Example of \(f_w\) : “2 hidden layer GCN”
-
compute class probabilities as…
\(f_{w}(X, A)=\operatorname{Softmax}\left(\hat{A} \operatorname{ReLu}\left(\hat{A} X W_{1}\right) W_{2}\right)\).
-
\(w=\left(W_{1}, W_{2}\right)\) : parameters of GCN
-
\(\hat{A}\) : normalized adjacency matrix
( = \(\tilde{D}^{-1 / 2}(A+I) \tilde{D}^{-1 / 2}\) , where \(\tilde{D}_{i i}=1+\sum_{j} A_{i j} .\) )
-
(3) Bilevel Programming in ML
Optimization problems, constrained with another optimization problem
\(\min _{\theta, w_{\theta}} F\left(w_{\theta}, \theta\right)\) such that \(w_{\theta} \in \arg \min _{w} L(w, \theta)\).
2 objective functions
- \(F\) : outer objective
- \(L\) : inner objective
3. Learning Discrete Graph Structures
setting : challenging scenarios…where
- graph structures is “missing” / “incomplete” / “noisy”
- variables
- inner variables = parameters of GCN
- outer variables = parameters of generative probabilistic model for graphs
(1) Jointly Learning the Structure & Parameters
assume a known target \(V_{val}\) ( validation dataset )
\(\rightarrow\) can estimate “generalization error”
[ OUTER = parameter of graph structure ]
Find \(A \in \mathcal{H}_{N}\), which minimizes the function
- \(F\left(w_{A}, A\right)=\sum_{v \in V_{\mathrm{val}}} \ell\left(f_{w_{A}}(X, A)_{v}, y_{v}\right)\).
- since discrete….
- propose to model each edge with “Bernoulli r.v”
[ INNER = parameters of GCN ]
- \(L(w, A)=\sum_{v \in V_{\text {Train }}} \ell\left(f_{w}(X, A)_{v}, y_{v}\right)+\Omega(w)\).
Reformulation
\[\begin{gathered} \min _{\theta \in \overline{\mathcal{H}}_{N}} \mathbb{E}_{A \sim \operatorname{Ber}(\theta)}\left[F\left(w_{\theta}, A\right)\right] \\ \text { such that } w_{\theta}=\arg \min _{w} \mathbb{E}_{A \sim \operatorname{Ber}(\theta)}[L(w, A)] \end{gathered}\]Expected output of GCN
-
(original)
\(f_{w}^{\exp }(X)=\mathbb{E}_{A}\left[f_{w}(X, A)\right]=\sum_{A \in \mathcal{H}_{N}} P_{\theta}(A) f_{w}(X, A)\).
-
(empirical estimate)
\(\hat{f}_{w}(X)=\frac{1}{S} \sum_{i=1}^{S} f_{w}\left(X, A_{i}\right),\).

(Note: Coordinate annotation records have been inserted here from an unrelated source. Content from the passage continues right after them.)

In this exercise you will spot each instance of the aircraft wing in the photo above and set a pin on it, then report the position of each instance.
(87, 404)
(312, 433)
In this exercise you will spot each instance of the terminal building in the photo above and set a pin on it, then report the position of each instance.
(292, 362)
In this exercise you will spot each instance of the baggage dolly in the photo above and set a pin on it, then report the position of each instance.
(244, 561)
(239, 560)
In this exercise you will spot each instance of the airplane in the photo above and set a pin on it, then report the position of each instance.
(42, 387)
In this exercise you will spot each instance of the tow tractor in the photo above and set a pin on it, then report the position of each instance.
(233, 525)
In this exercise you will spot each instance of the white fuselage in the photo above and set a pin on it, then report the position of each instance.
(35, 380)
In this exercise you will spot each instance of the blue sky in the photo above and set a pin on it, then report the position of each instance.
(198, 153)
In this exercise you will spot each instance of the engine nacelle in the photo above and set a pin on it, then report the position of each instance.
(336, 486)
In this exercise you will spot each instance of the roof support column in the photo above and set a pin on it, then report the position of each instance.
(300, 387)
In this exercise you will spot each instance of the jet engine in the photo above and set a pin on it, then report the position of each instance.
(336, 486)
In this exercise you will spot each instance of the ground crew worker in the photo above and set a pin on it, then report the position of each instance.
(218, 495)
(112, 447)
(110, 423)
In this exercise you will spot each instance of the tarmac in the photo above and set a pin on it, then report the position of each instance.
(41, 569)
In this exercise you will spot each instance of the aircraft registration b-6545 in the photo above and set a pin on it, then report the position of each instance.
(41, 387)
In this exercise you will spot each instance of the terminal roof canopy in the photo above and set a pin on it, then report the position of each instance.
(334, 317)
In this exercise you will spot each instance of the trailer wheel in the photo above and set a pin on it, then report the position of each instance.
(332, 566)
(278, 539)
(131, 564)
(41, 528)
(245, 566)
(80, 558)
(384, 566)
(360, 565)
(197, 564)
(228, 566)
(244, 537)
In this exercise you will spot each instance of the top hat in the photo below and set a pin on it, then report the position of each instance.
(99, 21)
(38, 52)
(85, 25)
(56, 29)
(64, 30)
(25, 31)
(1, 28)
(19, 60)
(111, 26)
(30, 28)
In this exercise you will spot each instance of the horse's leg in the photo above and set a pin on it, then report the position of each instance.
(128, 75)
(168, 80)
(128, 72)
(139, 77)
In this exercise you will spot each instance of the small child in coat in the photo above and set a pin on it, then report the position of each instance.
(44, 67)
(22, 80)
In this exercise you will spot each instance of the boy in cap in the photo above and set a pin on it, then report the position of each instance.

- \(S\) : # of samples to draw
- sample \(S\) graphs from distn \(P_{\theta}\)
(2) Structure Learning via Hypergradient Descent
Variables
- Outer : \(\theta\)
- Inner : \(w\)
[ INNER ]
\(\mathbb{E}_{A \sim \operatorname{Ber}(\theta)}[L(w, A)]=\sum_{A \in \mathcal{H}_{N}} P_{\theta}(A) L(w, A)\).
- composed of sum of \(2^{N^2}\) terms
- intractable! use SGD
- \(w_{\theta, t+1}=\Phi\left(w_{\theta, t}, A_{t}\right)=w_{\theta, t}-\gamma_{t} \nabla L\left(w_{\theta, t}, A_{t}\right)\).
- where \(A_t \sim \text{Ber}(\theta)\)
[ OUTER ]
- \(w_{\theta, T}\) : approximate minimizer of \(\mathbb{E}[L]\)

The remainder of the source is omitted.